TARIQ WOOLEN PICK-6 🔥 @_Tariqwoolen
📺: #SEAvsDET on FOX
📱: Stream on NFL+ https://t.co/CvE1Ql7jkg pic.twitter.com/8HvNHlDLra— NFL (@NFL) October 2, 2022
Die Randnotizen:
- Statistiken sind doch etwas Feines: Pete Carroll stand vor dem Spiel bei 13-1 Siegen bei einer Kick-Off Zeit von 19 Uhr „deutscher Zeit“. Jetzt: 14:1!
- Durchaus lautstark ging es im geschlossenen Ford Field in Detroit zu – zumindest in den Anfangsminuten trugen die Fans das Heimteam und verunsichern die Gegner – bis die Leistung zu einem Abfall des Dezibel-Pegels sorgte.
- Kurzes Päuschen gefällig? Als D.K. Metcalf mit dem Wagen vom Feld gefahren wurde, stockt vielen 12s der Atem – die Entwarnung seitens des Teams aus Washington folgt ungewöhnlich schnell: Denn auch ein Wide Receiver benötigt mal eine Bio-Pause auf einem stillen Örtchen…
- Diesen Spielstand gab es in der NFL so noch nie: 48:45! Scorigami! Und damit das 1073. einigartige Resultat der Liga-Geschichte.
- 3rd&16: Im Anschluss ein Broken Play mit Intentional Grounding. Momentum-Wechsel? Mitnichten. Die „Game-Clock“ läuft falsch und beschert die Wiederholung des dritten Versuches. Es folgt ein Rushing-Touchdown der Seahawks. Dumm gelaufen, quasi …
Die Verletzten:
Seahawks-DE Darryl Johnson wurde wegen einer Knöchel-Verletzung als „out“ geführt und WR Dee Eskridge verließt das Spielfeld im letzten Viertel humpelnd. Die Pause von DK Metcalf hingegen, der medienwirksam mit dem „Injury Cart“ abtransportiert und im Anschluss wieder zurückgebracht wurde, ist hinlänglich bekannt …
Das Zitat:
„We got a lot of work to do – still!“ Pete Carroll auf der anschließenden Pressekonferenz zur Leistung seiner Defense nach dem Detroit-Spiel.
Der Tweet:
Ehre, wem Ehre gebührt: Während des ersten Viertels erreichte Tyler Lockett Platz vier in Receptions „all time“ für die Seahawks!
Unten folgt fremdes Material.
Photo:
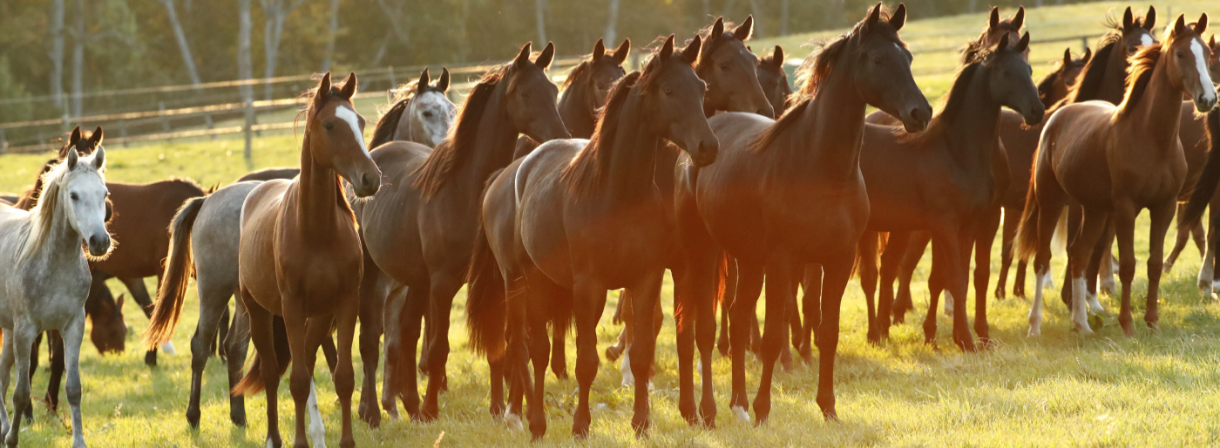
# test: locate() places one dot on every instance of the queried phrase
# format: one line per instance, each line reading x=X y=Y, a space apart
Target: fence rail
x=159 y=123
Tyler Lockett climbs to 4th all-time in receptions for Seahawks https://t.co/fWOzC8014t
— Field Gulls (@FieldGulls) October 2, 2022
Das Fazit:
Ungewöhnlich lange dauerte die Partie in Week 4 am Lake Erie im Ford Field. Dennoch war das Spiel kurzweilig und unterhaltsam, wenn man nicht gerade „Defensive minded“ unterwegs ist. Auf Geno Smith ist Verlass, fehlerfrei agierte der QB und durfte sich dabei trotz einiger Holding-Strafen über reichlich Unterstützung durch seine O-Line erfreuen. Keinen Sack ließ diese zu und Charles Cross sowie Abraham Lucas zeigen, dass sie gerade in Zukunft echte Verstärkungen sein können, wenn sie weiter hart an sich arbeiten. Im Staate Colorado hört genau das nicht jeder gerne. Gegen defensiv schwache Löwen etablierte sich im Laufe des Spieles selbst das Rungame und Rashaad Penny war zur Stelle, wenn er gebraucht wurde. Auch das macht Hoffnung.
Sorgenfalten im Gesicht dürfte allerdings Defensive-Coordinator Clint Hurtt haben: Insbesondere die Passverteidigung zeigte teils eklatante Schwächen und ließ Jared Goff mehr als solide aussehen. Und kommende Woche heißen die Gegenüber dann auch noch Michael Thomas, Chris Olave oder Jarvis Landry. Langweilig war es nicht und so geht die Achterbahnfahrt weiter: Nächste Station?
Ausblick: In Week 5 gastieren die Seahawks am Sonntag, den 9. Oktober, um 19 Uhr (deutscher Zeit) bei den New Orleans Saints.